We are lucky to be around to stay hopeful. According to IHRSA, a fitness-industry association, more than one in five gyms had closed by August 2021 due to Covid losses. In response to a survey by the Community Gyms Coalition at the start of 2021, over a third of gym and studio owners expected to be out of business by year’s end. That’s been the case in my area: half of the locally owned movement studios have closed their doors since the start of the pandemic.

As our goal is creating space for connection, we chose to focus on preserving our physical locations, where we knew connection would best thrive. While we were lucky enough to have understanding landlords, our landlords have their own obligations, and for months we paid rent on spaces we could not use.

Late in 2020 we reopened with indoor masked, distanced classes. These felt like a community service and a mental-health lifeline, but they never justified the price of keeping our doors open. Numbers have grown since we pulled up the tape that marked out distanced mats. But every time we feel like things are looking up, a new variant emerges and our class enrollment falls again.

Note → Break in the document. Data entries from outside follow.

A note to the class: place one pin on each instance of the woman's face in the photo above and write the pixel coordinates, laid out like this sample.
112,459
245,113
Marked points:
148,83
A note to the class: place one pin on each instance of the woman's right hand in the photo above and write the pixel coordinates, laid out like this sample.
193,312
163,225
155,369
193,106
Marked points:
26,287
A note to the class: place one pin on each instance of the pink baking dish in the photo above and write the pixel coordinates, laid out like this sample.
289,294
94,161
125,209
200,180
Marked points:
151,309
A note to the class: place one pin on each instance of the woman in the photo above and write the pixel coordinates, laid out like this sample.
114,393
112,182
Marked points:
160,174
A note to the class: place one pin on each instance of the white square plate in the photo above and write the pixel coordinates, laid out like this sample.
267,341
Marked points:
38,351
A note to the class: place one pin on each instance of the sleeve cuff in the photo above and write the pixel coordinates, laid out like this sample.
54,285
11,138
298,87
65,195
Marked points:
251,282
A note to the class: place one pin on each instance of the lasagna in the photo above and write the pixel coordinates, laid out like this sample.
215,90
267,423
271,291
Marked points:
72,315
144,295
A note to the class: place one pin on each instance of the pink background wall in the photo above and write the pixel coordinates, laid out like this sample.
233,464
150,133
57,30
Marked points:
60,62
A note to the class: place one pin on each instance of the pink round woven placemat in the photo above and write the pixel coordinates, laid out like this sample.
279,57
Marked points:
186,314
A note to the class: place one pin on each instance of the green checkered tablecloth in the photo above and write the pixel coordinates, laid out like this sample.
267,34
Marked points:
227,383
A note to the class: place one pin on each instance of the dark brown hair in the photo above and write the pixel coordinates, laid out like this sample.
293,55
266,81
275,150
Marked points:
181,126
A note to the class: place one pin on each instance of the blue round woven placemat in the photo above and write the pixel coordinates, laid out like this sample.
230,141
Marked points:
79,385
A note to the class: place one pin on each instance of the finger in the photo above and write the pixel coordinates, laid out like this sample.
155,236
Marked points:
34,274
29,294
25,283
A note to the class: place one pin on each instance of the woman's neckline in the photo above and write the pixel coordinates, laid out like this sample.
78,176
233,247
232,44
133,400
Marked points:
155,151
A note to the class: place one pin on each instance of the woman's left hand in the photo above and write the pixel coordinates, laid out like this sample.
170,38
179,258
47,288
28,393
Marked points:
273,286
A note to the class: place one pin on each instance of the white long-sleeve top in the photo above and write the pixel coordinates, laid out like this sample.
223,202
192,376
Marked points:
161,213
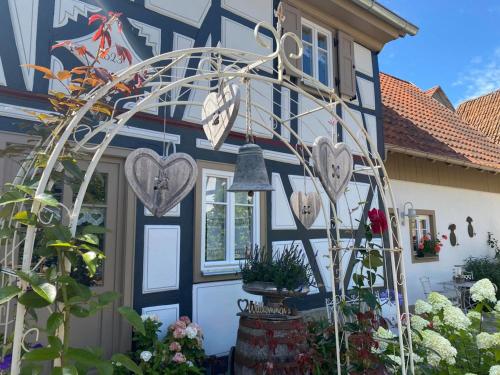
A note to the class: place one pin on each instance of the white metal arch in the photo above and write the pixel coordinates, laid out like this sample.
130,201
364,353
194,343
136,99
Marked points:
227,65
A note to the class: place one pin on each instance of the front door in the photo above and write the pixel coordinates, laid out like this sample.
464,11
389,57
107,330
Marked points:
104,206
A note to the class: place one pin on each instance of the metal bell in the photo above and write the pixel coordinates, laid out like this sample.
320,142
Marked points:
250,174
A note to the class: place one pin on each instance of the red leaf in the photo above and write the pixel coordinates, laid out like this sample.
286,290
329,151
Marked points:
98,33
96,17
64,43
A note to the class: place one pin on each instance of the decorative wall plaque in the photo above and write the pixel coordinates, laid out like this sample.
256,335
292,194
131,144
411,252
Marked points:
160,183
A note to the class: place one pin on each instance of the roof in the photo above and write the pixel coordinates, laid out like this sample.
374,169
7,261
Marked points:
416,122
483,114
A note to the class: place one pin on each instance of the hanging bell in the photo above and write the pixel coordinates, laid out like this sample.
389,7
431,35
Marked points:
250,174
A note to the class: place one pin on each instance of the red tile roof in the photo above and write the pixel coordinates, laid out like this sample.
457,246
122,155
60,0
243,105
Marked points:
415,121
483,114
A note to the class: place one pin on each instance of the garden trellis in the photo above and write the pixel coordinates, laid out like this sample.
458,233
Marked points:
203,70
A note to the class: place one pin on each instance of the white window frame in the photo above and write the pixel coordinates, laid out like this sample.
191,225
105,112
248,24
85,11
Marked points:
315,29
230,265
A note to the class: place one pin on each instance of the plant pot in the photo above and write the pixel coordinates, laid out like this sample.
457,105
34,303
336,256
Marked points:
275,296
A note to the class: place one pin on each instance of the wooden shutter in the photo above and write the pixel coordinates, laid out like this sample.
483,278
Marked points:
347,78
293,24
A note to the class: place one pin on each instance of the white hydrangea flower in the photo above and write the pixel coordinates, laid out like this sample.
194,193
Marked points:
440,348
474,315
438,301
454,317
191,332
483,290
422,307
418,323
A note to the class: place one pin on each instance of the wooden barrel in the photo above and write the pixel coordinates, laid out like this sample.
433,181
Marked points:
266,346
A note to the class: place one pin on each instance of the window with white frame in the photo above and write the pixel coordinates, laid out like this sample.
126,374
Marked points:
229,223
317,56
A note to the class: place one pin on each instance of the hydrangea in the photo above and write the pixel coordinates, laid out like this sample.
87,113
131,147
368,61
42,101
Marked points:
422,307
418,322
487,341
439,348
474,315
454,317
483,290
438,301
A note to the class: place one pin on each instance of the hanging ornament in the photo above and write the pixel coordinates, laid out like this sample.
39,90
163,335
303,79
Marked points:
160,182
333,163
219,113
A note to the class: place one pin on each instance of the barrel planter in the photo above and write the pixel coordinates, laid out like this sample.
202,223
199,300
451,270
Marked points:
267,346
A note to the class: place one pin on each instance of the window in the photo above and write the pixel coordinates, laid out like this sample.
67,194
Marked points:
423,236
317,56
229,223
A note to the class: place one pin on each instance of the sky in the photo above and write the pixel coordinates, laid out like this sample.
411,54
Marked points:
457,46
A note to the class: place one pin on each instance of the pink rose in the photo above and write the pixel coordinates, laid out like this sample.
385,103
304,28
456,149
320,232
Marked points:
179,333
179,358
175,347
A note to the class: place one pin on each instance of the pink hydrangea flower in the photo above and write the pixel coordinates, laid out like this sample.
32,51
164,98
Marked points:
175,347
179,358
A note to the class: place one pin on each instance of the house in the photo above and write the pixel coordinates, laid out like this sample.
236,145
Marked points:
483,114
447,171
170,266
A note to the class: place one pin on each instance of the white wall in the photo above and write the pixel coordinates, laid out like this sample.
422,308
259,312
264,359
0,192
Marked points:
452,206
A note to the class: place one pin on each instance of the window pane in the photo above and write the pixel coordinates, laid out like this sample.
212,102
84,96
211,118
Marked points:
243,198
323,67
307,60
306,34
215,189
322,41
243,230
215,232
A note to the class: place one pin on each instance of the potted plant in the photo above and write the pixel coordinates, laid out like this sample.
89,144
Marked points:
276,275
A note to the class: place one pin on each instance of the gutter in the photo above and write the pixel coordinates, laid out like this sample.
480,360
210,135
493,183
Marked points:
444,159
378,10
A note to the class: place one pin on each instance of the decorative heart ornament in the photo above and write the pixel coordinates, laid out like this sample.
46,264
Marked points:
219,113
333,163
160,183
306,206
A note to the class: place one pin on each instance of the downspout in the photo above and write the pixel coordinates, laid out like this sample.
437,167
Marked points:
390,17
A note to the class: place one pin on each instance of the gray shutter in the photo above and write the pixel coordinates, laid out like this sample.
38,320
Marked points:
293,24
347,78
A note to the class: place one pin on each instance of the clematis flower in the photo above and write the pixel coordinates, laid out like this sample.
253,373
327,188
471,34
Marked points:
378,221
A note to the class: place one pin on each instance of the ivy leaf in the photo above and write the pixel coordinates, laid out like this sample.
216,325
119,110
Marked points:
8,292
127,363
133,318
46,290
54,321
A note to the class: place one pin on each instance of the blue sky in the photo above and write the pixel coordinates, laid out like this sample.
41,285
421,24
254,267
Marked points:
457,46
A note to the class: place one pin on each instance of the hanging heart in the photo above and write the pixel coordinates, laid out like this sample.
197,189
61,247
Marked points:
333,163
306,207
219,113
160,183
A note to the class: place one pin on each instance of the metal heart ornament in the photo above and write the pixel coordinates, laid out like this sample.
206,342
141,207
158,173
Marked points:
160,183
333,163
219,113
306,207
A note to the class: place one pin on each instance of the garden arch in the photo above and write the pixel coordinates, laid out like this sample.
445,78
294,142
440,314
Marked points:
208,67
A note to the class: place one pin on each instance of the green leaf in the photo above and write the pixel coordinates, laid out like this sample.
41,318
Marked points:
127,363
41,354
32,299
46,200
54,321
47,291
67,370
8,292
133,318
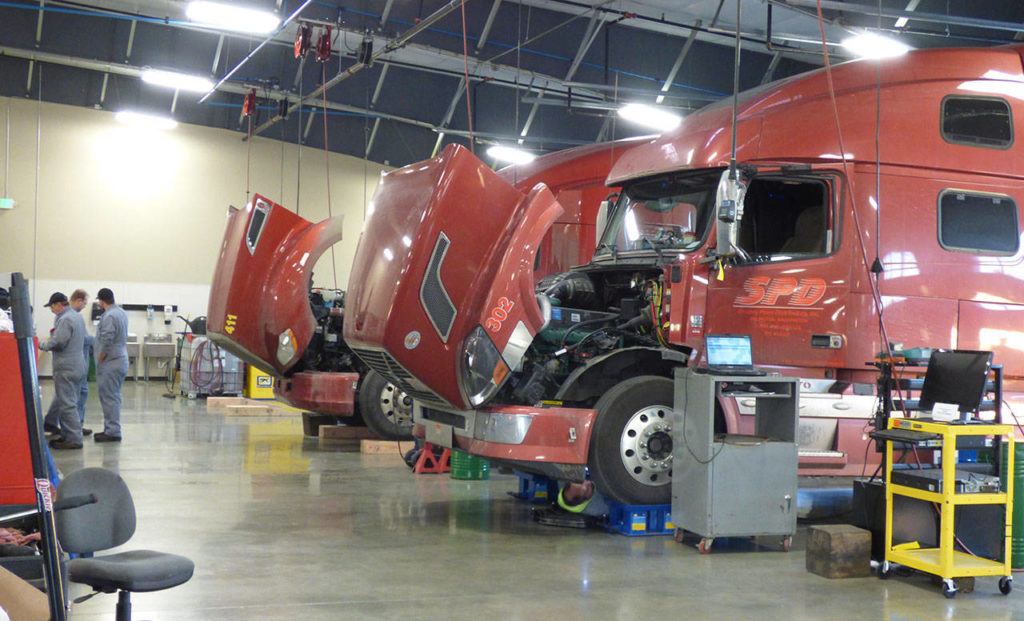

All the while, regardless of student attendance numbers, our fixed operations costs continue unabated: rent, common-area maintenance, utilities, scheduling software, credit card processing, insurance, and on and on. If not for my husband’s income, I’d have had to cut my losses on the business (including five years left on a lease!) and move on to a new job.

This problem is playing out at gyms and studios nationwide. Our high fixed costs and staffing structure mean the usual relief programs aren’t helping enough. We’ve hustled to apply for county and town grants, and we’ve been lucky to receive some. 

The emergency disaster loans are nice, especially the $10,000 grant they included, which helped cover some rent when we weren’t allowed to be open. But these well-intentioned grants have been Band-Aids on a deep wound. We don’t want a loan, especially with our future so unknowable. We need direct aid that doesn’t accumulate future debt.

How can you help your local yoga studio or gym? If you’re a member at a small fitness studio and your budget allows, please do not cancel your membership. Recurring revenue is the foundation of most studios’ and gyms’ business models. If you want a studio to return to when you feel comfortable going back to class, we need you to stick with us now.

If you aren’t a member, do the old-fashioned January thing and join a gym or studio. We would love to connect with you and teach you skills to feel strong, embodied, and centered. And now, when classes are small, you’ll get extra personalized attention as you develop healthy habits.

Finally, please encourage your elected representatives to support the GYMS Act and other targeted relief for gyms and fitness and wellness studios. Such support will keep those of us who work hard to keep you healthy in good financial shape.

We have been hit hard, like all small businesses. But we have been left behind as restaurants and live entertainment venues received relief. With our very mission being to improve people’s health, we should be top of the list for targeted aid during this public health crisis.

We fitness and wellness professionals know how to motivate ourselves and others. But we also know we can’t push forever without rest, and we know the power of teamwork. Be our teammate. Help us.